Written by: Kimberly White
Panama’s plastic bag ban has gone into effect. Panama became the first Central American country to ban single-use plastic bags in 2018.
As of July 20th, retailers, supermarkets, and pharmacies can no longer use polyethylene bags.
Similar to other single-use plastics bans, businesses were given a grace period to phase out the single-use bags and find alternatives. Wholesale stores still have until 2020 to adhere to the new law.
Those who do not comply will face fines. Panama’s Authority of Consumer Protection and Competition Defence (ACODECO) began to inspect shopping centers, grocery stores, and other retailers and inform them that the sanction period has begun.

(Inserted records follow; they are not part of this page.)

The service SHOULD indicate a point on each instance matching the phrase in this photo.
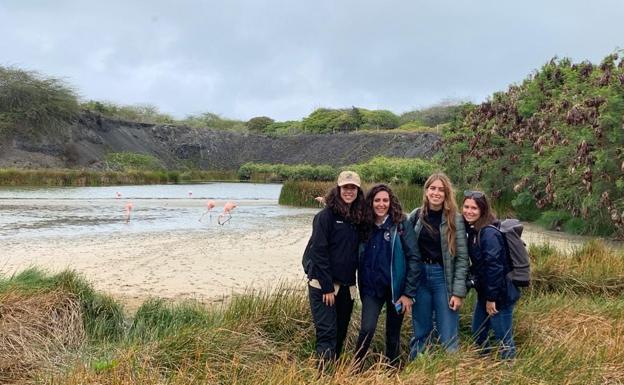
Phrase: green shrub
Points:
(524, 204)
(126, 161)
(34, 105)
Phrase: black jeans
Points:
(371, 308)
(331, 322)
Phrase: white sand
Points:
(182, 264)
(169, 264)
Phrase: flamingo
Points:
(128, 210)
(229, 206)
(210, 205)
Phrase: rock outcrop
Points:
(87, 141)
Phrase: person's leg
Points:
(324, 318)
(422, 316)
(394, 321)
(344, 308)
(371, 307)
(447, 320)
(481, 326)
(502, 326)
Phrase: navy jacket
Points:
(490, 265)
(404, 262)
(331, 255)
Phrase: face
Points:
(381, 204)
(436, 194)
(348, 193)
(471, 211)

Aiming to fulfill the UN SDGs 12 and 14, the new law seeks to reduce the amount of waste and pollution generated from plastic bag production. Legislators want the ban to raise awareness of the types of waste Panamanians create and how it impacts the environment. Panama’s coasts have been plagued with plastic waste. According to a release from Panama’s Ministry of Environment, the average Panamanian throws away 1kg of garbage daily.
Globally, more than eight million tonnes of plastic makes its way into the oceans annually. At the current rate, WWF reports that the oceans may contain one metric ton of plastic for every three metric tons of fish by 2025.
Additionally, the plastics being tossed “away” are making their way back into our bodies. Chemicals leached by plastics are in the bloodstreams and tissues of nearly everyone, including newborn babies. A new study from the University of Newcastle found that the average person may be ingesting 5 grams of microplastics each week, roughly the size of a credit card. Out of the food and beverages studied, beer, shellfish, salt, and drinking water had the highest recorded plastic levels.